Mais do que apropriada, então, a posição que este trabalho de não-ficção, o terceiro da carreira de Wiseman, ocupa em sua obra. Natural para um cineasta que sempre capturou não só os emaranhados performáticos da cotidianidade, como as performances que surgem do encontro entre as pessoas que retrata e a objetiva de sua câmera.

Aqui, só Sophia fala – Tolstói é uma ausência. Nesse jogo de cena, Sophia emerge como espécie de figura dos “bastidores”, que agora ganha o direito de ser representada. Porque, se tem uma coisa que as cartas de Sophia demonstram, é a incapacidade de se estabelecer uma comunicação entre aquele casal. É essa comunicação que Wiseman tenta encenar, em um filme que se ergue a partir das lacunas, das ausências.

Wiseman pegando leve

Claro, é uma empreitada mais simples; com apenas 64 minutos, não há nada da exploração caleidoscópica das estruturas e corpos sociais a que os partidários de Wiseman estão acostumados.

O que talvez ajude a explicar a debandada do público da minha sessão.

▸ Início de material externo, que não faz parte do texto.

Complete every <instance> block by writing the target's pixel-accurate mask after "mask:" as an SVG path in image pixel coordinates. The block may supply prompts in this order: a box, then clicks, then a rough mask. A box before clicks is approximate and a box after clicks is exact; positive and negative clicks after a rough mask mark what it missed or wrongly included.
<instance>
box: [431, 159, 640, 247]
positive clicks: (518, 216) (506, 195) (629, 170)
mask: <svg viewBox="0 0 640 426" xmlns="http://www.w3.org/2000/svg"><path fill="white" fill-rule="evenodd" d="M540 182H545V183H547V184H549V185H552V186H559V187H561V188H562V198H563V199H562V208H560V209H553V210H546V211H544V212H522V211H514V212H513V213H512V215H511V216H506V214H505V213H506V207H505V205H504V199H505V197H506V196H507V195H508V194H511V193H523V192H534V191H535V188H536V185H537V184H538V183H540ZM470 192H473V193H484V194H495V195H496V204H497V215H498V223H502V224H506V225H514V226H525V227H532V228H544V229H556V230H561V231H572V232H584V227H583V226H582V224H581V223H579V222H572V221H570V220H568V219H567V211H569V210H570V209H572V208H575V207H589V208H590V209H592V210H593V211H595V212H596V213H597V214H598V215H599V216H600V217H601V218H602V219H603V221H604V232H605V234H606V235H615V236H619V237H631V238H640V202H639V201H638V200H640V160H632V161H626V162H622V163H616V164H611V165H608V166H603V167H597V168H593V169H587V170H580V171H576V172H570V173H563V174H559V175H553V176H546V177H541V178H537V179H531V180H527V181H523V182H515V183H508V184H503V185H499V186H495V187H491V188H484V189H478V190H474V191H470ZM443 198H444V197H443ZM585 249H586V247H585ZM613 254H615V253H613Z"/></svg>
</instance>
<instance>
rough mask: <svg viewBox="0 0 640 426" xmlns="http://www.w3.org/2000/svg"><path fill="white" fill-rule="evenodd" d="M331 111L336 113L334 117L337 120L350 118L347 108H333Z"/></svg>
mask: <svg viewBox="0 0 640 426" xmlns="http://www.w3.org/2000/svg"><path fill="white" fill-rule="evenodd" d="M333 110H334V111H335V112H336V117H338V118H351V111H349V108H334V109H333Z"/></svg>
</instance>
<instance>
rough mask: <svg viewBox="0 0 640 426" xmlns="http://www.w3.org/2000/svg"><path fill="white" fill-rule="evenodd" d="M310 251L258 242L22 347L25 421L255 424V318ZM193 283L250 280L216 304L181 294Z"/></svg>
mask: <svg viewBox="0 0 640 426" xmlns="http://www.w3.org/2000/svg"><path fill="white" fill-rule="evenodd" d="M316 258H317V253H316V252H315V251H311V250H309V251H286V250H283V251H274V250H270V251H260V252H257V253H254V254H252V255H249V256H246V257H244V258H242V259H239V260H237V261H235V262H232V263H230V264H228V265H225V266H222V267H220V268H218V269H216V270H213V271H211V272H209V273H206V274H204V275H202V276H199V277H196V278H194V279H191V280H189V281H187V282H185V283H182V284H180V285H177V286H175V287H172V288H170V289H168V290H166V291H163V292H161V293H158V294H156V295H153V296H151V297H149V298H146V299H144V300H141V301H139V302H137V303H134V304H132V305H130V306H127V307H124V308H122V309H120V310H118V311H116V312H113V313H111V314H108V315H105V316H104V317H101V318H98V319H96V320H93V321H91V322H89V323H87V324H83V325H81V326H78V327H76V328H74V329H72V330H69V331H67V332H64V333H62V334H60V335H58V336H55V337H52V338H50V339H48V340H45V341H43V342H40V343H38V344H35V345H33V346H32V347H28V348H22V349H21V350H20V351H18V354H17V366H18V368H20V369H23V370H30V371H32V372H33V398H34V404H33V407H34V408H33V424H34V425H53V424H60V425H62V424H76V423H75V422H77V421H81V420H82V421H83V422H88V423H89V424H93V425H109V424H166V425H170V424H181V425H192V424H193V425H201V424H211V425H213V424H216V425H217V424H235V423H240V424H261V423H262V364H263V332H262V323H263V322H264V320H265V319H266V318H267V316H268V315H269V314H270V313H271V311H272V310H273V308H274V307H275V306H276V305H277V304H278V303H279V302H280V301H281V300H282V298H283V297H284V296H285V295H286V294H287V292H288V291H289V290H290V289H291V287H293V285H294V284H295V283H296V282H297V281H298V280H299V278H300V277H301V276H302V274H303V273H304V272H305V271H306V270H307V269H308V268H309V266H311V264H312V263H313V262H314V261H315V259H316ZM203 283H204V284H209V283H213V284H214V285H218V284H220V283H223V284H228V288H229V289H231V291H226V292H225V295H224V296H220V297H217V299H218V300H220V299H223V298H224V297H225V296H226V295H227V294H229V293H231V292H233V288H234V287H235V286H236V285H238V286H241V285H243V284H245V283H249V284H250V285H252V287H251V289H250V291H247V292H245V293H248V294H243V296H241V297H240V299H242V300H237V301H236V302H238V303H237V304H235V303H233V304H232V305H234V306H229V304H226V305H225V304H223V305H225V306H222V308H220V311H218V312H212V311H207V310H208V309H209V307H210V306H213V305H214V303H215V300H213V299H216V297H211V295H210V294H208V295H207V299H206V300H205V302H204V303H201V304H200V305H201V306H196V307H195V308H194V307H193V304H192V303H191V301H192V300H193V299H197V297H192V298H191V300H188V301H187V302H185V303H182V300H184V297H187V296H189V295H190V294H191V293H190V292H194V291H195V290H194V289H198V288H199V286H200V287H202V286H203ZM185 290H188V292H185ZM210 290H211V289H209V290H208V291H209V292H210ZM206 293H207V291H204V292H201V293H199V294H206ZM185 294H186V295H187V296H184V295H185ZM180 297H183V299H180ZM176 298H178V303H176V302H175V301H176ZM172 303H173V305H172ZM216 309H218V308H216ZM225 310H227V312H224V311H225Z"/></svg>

Talvez esperassem algo que remetesse de modo mais imediato aos seus documentários. Ganharam um filme que poderia muito bem funcionar como vídeo promocional de uma agência de viagens: tudo que quero é ir para a costa francesa onde essas imagens foram feitas, com direito a riachos onde patinhos vão nadar e abelhas saltando de flor em flor.

Sim, apesar da consonância com o restante da sua obra, “Um Casal” não deixa de ser um breve exercício fílmico da parte de Wiseman. Mas, quando se é um dos mais importantes cineastas vivos pra lá de seus 92 anos, você ganha esse direito.